Since the development of the baby in the womb may be negatively affected by inadequate placenta formation, the baby would also need to be evaluated. For this purpose, the fetus is evaluated with fetal ultrasonography. Fetal growth restriction (babies being small compared to their peers), whether there is a decrease in amniotic fluid, evaluation of arterial and venous blood flow in the umbilical cord and other parts of the baby with a doppler, and evaluation of blood flow in the vessels leading to the uterus with a doppler are also procedures that can be performed during the diagnosis of preeclampsia.

How is Preeclampsia Treated?

The only treatment for preeclampsia is delivery and removal of the placenta. Delivery is the best approach for both mother and baby in full-term pregnancies, meaning that the pregnancy has been completed. However, in pregnancies that have not yet reached full-term, delivery also brings with it the risks of premature birth, meaning prematurity, for the baby. Therefore, in cases of preterm preeclampsia, the timing of delivery will require a more detailed and comprehensive approach.

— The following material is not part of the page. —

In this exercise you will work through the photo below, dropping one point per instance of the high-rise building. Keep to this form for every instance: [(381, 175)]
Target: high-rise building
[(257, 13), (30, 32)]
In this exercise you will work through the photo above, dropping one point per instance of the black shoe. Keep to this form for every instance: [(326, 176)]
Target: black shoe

In order to help us with the diagnosis and treatment of patients, preeclampsia cases are also categorized. In cases diagnosed with preeclampsia, if the findings called severe preeclampsia symptoms develop, this is called "severe preeclampsia" and the decision to deliver is on the agenda. If there are no severe preeclampsia symptoms and the pregnancy has not yet reached term, then close monitoring is aimed for whether severe preeclampsia symptoms develop until term. If severe preeclampsia symptoms or signs develop during follow-up, it will again be necessary to make a decision to deliver.

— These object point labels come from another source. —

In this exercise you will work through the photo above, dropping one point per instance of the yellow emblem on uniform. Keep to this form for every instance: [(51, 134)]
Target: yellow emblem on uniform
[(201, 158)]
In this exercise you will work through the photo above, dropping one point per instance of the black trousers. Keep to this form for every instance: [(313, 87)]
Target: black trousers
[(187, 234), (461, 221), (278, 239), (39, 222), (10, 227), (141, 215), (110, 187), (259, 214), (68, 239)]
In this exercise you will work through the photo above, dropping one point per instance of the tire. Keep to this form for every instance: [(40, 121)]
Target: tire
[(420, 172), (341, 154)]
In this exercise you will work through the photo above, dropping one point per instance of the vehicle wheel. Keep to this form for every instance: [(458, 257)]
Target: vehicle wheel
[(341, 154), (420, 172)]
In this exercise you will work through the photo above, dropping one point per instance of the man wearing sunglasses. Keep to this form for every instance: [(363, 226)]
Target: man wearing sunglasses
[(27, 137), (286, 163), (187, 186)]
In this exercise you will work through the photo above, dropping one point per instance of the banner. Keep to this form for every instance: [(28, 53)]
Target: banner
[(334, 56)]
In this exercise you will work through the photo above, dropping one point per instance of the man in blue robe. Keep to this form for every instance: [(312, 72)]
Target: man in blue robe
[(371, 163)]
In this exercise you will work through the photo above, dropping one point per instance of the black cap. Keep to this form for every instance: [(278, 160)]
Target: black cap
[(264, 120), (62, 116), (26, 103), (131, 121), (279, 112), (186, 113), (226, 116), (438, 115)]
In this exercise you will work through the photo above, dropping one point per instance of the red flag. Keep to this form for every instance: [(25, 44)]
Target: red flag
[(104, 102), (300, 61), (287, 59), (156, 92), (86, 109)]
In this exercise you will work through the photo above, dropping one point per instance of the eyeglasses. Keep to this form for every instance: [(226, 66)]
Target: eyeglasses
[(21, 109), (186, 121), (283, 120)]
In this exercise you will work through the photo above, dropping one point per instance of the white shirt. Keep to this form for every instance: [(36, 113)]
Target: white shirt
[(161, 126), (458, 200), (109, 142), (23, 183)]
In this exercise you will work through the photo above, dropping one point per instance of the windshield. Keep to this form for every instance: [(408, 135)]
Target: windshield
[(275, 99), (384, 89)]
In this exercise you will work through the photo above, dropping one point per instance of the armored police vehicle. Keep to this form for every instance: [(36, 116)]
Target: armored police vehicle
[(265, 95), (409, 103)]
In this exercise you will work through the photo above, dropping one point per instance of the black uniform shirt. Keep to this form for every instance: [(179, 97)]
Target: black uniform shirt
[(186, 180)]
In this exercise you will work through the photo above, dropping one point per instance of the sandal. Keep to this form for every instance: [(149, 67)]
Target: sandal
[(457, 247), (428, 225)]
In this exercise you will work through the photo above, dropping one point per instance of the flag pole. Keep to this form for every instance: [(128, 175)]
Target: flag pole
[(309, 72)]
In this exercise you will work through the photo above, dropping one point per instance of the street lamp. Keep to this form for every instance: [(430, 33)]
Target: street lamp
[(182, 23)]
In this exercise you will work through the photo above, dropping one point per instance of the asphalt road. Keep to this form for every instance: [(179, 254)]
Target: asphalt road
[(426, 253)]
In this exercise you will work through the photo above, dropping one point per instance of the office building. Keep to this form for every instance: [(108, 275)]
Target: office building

Preeclampsia follow-up and treatment must be carried out in a fully equipped tertiary center under the supervision of a perinatology (high-risk pregnancy) specialist, where there are also specialists such as neonatologists, anesthesiologists, etc. who may be needed, and where there are intensive care conditions for the mother and baby.

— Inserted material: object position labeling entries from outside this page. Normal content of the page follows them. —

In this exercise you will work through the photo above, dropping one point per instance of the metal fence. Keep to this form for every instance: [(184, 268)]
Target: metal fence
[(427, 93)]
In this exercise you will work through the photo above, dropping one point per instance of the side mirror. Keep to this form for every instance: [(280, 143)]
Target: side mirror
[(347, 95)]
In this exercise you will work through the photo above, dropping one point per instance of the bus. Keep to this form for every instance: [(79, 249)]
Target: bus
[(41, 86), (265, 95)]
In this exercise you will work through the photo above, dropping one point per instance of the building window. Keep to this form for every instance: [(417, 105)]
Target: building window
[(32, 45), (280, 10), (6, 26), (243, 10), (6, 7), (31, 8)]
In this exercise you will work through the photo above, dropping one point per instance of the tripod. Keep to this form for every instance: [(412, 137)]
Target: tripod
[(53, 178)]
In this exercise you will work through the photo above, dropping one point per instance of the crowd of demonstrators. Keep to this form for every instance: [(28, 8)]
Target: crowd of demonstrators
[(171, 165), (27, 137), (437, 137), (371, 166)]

Can Preeclampsia Be Prevented?

Preventive medications are currently available for pregnant women who are at high risk of developing preeclampsia. Especially in the groups described above that are at high risk of developing preeclampsia, the use of acetylsalicylic acid starting from early pregnancy until late pregnancy (32-36 weeks) can reduce the risk of developing both preeclampsia and severe preeclampsia. Therefore, it would be beneficial for all women planning a pregnancy to visit a perinatologist and have their situation assessed during the planning phase before getting pregnant.